Subscription businesses often have contracts that are set to agreed upon terms, as in they will be renewed or canceled after a specified period of time. Typically, when these renewal periods happen, there are opportunities for renegotiations of the contracts with existing customers, in which companies may look to change some elements of those contracts such as price, billing period, contract length, or any number of various options. In order to successfully introduce changes to contracts during these renewal periods, there is a process you should consider.
A good way to approach contract negotiations for increasing cost is by focusing on the value, or actual price-driver of your product or service. The price driver can be any number of things, including seats, features, transactions, KPIs, or various caps. If you are approaching a conversation about a change in pricing, it can likely correspond to a change in the price driver itself. If your customers want to continue to subscribe to your products or services, they are obviously happy with what you offer - meaning they should be willing to pay for it.
When it comes to other changes, such as payment periods or contract lengths, it's important to outline any benefits that would occur from the changes. Positioning the changes as being advantageous to your customer may make them more open to them.
Introducing changes to contracts can put your customer loyalty to the test. That's why it's important to have good customer service in place beforehand, as well as have an understanding of customer usage data, and other metrics that can give you an indication of customer sentiment, satisfaction, and need, before you reach the renewal period.
You should take into consideration what loyalty means for your bottom line, and what increased customer lifetime value (CLV) does for your future revenue and cash flow. Securing contract renewal will likely also have a greater return on investment than the costs associated with procuring new customers.
In this case, think about what value your company gets from keeping a customer loyal.
While the best way to ensure you get a fair deal out of a contract renegotiation with an existing customer is to have a good contract to begin with, you should be considering what precedent you set with future negotiations or even other customers. It's natural that a customer may play hardball, look for deals, or want special treatment (more often in the case of the enterprise customers), and it can be tempting to concede, just to keep the business.
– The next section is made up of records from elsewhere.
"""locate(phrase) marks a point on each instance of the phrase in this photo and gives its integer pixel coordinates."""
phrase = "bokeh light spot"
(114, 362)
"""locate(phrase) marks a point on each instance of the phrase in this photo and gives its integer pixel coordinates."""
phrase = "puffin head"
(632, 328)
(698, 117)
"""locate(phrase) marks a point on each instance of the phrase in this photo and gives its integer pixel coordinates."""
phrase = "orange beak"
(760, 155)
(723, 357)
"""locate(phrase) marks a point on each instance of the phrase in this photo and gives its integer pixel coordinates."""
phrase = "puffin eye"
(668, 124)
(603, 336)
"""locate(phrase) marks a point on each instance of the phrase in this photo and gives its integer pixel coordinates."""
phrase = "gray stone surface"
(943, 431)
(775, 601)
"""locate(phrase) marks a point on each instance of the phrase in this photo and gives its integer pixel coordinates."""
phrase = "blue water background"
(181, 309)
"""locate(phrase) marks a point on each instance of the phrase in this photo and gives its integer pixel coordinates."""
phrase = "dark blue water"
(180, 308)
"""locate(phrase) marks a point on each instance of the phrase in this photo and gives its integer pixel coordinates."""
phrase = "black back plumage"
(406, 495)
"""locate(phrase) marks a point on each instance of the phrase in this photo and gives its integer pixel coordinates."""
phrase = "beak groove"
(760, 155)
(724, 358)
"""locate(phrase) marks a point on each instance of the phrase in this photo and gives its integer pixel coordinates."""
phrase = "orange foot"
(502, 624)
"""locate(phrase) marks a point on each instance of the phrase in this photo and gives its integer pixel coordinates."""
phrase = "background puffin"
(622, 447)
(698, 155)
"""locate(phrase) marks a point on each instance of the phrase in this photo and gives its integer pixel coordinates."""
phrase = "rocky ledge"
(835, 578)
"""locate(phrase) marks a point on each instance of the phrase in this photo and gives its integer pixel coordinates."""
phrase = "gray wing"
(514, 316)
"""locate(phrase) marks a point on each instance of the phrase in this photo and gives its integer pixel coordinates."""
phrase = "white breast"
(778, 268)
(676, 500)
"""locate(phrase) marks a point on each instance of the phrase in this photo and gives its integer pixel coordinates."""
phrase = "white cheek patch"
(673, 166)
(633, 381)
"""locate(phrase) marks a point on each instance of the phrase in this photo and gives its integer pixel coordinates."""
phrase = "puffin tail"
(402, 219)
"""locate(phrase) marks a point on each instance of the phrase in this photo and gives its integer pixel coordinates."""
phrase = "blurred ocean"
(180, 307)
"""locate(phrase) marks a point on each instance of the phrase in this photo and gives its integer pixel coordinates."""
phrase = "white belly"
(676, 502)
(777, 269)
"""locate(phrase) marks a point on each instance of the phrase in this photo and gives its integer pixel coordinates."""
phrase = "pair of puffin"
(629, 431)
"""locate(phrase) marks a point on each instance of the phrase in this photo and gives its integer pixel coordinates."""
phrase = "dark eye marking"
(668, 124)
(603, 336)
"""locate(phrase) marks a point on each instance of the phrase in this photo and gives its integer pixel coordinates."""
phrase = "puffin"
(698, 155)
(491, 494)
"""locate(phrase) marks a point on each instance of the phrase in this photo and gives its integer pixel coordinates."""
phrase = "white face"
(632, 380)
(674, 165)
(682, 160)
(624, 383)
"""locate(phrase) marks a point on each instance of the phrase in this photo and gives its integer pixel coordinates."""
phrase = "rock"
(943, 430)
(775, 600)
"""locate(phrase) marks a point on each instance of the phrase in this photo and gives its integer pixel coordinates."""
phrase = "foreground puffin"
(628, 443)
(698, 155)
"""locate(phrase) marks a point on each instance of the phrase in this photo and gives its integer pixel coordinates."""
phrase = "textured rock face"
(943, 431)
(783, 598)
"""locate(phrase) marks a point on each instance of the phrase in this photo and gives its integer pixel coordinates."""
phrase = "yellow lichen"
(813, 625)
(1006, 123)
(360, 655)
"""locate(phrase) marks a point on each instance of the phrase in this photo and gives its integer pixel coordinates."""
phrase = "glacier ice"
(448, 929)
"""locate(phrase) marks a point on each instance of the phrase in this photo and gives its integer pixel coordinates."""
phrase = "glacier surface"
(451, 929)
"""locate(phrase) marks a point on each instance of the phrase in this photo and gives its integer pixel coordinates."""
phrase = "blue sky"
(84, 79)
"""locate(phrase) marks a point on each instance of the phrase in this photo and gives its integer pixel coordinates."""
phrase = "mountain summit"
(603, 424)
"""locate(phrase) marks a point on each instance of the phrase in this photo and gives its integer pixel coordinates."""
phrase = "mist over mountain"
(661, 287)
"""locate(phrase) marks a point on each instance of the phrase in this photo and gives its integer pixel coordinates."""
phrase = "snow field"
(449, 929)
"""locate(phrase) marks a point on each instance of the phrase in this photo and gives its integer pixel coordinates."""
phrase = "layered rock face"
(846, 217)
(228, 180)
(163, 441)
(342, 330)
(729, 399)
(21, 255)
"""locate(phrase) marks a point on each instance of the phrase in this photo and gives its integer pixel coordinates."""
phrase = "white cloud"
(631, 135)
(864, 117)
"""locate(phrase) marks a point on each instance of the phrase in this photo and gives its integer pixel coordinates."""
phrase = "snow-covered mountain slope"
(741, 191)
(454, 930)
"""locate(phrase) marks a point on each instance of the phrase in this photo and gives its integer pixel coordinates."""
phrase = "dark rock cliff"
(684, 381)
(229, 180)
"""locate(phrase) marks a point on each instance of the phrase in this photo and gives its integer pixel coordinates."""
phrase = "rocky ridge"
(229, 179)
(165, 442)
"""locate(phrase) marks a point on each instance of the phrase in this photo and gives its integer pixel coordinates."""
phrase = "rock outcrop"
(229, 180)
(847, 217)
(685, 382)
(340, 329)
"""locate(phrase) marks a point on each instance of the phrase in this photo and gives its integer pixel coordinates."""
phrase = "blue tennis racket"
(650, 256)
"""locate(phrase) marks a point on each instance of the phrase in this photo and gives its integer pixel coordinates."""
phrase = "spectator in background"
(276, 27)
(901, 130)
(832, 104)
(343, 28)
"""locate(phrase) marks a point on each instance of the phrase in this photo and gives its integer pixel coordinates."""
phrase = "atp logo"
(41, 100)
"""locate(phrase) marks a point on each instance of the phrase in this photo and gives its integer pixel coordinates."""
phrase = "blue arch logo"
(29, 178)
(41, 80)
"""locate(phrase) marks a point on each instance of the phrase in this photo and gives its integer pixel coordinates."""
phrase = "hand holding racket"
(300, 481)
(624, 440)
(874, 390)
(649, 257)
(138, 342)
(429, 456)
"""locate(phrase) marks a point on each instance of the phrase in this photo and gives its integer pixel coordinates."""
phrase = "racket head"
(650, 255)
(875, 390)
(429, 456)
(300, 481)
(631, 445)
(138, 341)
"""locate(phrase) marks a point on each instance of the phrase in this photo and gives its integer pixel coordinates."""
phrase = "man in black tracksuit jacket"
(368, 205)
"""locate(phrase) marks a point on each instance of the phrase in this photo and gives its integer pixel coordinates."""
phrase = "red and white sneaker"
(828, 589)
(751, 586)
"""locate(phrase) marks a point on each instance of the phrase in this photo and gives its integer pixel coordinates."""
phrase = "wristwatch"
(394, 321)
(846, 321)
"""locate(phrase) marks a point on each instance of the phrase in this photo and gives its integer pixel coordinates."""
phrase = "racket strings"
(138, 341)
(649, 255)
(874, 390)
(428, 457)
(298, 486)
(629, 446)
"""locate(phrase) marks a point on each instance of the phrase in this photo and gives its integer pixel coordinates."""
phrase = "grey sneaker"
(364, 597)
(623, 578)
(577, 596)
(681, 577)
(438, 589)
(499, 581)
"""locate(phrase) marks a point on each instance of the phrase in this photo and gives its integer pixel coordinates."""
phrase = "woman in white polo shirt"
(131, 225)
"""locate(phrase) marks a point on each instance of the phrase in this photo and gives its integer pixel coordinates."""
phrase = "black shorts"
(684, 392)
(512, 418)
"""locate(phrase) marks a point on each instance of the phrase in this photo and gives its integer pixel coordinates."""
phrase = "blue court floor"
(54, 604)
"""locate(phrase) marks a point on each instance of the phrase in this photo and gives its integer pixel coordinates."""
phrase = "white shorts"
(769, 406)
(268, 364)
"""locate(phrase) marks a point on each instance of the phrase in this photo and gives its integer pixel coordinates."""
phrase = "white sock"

But you also have to consider the precedent you set for this customer for the future, and their ability to take advantage of you in the contract negotiation period. You never want to find yourself in a position where you aren't actually making a profit from your customer, or you don't have the liquidity you need for your own operational costs. In some cases, subscriptions businesses do well with customer referrals and network affiliations for sales. But if your customers are telling other businesses what a great deal they were able to negotiate, you can find even new customers, or your other existing customers, will look to shake you down.
Contract renewals are crucial for subscription businesses to secure recurring revenue and reduce customer acquisition costs, while improving customer lifetime value. Think about the value you provide your customers, what their loyalty is worth, and the importance of the precedent you set when in renegotiation of contracts.